Gelecek 5 yılda global elektrik kapasitesindeki artışın yüzde 90’ının da yenilenebilir kaynaklardan sağlanacağı ve 2025 prestijiyle bu kaynakların kömürü geride bırakarak en büyük elektrik kaynağı olacağı öngörülüyor.
Yenilenebilir kaynakların elektrik üretimindeki hissesinin 2017 prestijiyle mevcut yüzde 28 düzeyinden yüzde 38’e yükselmesi beklenirken, bunun yüzde 20’sini güneş ve rüzgarın oluşturacağı hesaplanıyor.
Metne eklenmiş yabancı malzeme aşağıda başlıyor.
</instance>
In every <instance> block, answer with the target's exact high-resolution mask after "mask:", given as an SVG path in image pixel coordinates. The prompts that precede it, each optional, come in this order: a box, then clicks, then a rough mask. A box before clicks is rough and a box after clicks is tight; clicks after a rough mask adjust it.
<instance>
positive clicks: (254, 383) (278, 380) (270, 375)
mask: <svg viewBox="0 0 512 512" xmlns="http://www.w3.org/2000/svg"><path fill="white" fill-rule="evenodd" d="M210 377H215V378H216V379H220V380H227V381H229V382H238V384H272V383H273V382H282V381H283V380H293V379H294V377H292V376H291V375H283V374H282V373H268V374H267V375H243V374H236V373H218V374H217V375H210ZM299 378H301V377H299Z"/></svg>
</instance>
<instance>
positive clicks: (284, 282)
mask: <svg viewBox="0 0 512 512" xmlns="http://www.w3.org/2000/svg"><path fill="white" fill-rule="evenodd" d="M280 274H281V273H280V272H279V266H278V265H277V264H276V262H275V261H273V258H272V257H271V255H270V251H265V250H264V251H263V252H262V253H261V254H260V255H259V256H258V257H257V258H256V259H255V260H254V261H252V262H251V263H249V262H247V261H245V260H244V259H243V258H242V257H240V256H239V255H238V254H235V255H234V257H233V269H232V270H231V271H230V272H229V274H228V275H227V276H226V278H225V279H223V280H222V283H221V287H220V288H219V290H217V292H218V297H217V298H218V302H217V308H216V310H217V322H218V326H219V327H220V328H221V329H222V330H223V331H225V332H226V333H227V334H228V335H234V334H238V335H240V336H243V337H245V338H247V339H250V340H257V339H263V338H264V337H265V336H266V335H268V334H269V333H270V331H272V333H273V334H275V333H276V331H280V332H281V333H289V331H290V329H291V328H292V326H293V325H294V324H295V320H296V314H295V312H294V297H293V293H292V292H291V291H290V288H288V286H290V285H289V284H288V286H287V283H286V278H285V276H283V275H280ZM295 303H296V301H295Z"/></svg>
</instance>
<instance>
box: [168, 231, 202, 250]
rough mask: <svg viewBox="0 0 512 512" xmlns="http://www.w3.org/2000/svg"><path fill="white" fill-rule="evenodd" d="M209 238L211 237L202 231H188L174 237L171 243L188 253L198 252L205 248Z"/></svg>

Toplam global güneş gücü konseyi gücünün 5 yılda 1500 gigavat artarak 2 bin 350 gigavata ulaşacağı, 2026 prestijiyle doğal gazı ve 2027 prestijiyle kömürü geride bırakarak en büyük elektrik kaynağı olacağı varsayım ediliyor.
Yenilenebilir güçteki 2027’ye kadar öngörülen toplam büyümenin yüzde 60’ı tek başına güneş gücünden sağlanıyor.
Rüzgar gücü şurası gücünün ise bu devirde yaklaşık iki katına çıkması, yeni kara rüzgar santrallerinin kapasitesinin 570 gigavat artması beklenirken, deniz üstü rüzgar gücü kapasitesindeki artışın yenilenebilir güçteki toplam artışın neredeyse yüzde 20’sini oluşturacağı öngörülüyor.
Güneş ve rüzgar gücündeki güçlü büyüme sonucunda hidroelektrik, dünyadaki en büyük üçüncü yenilenebilir güç kaynağı pozisyonuna geriliyor.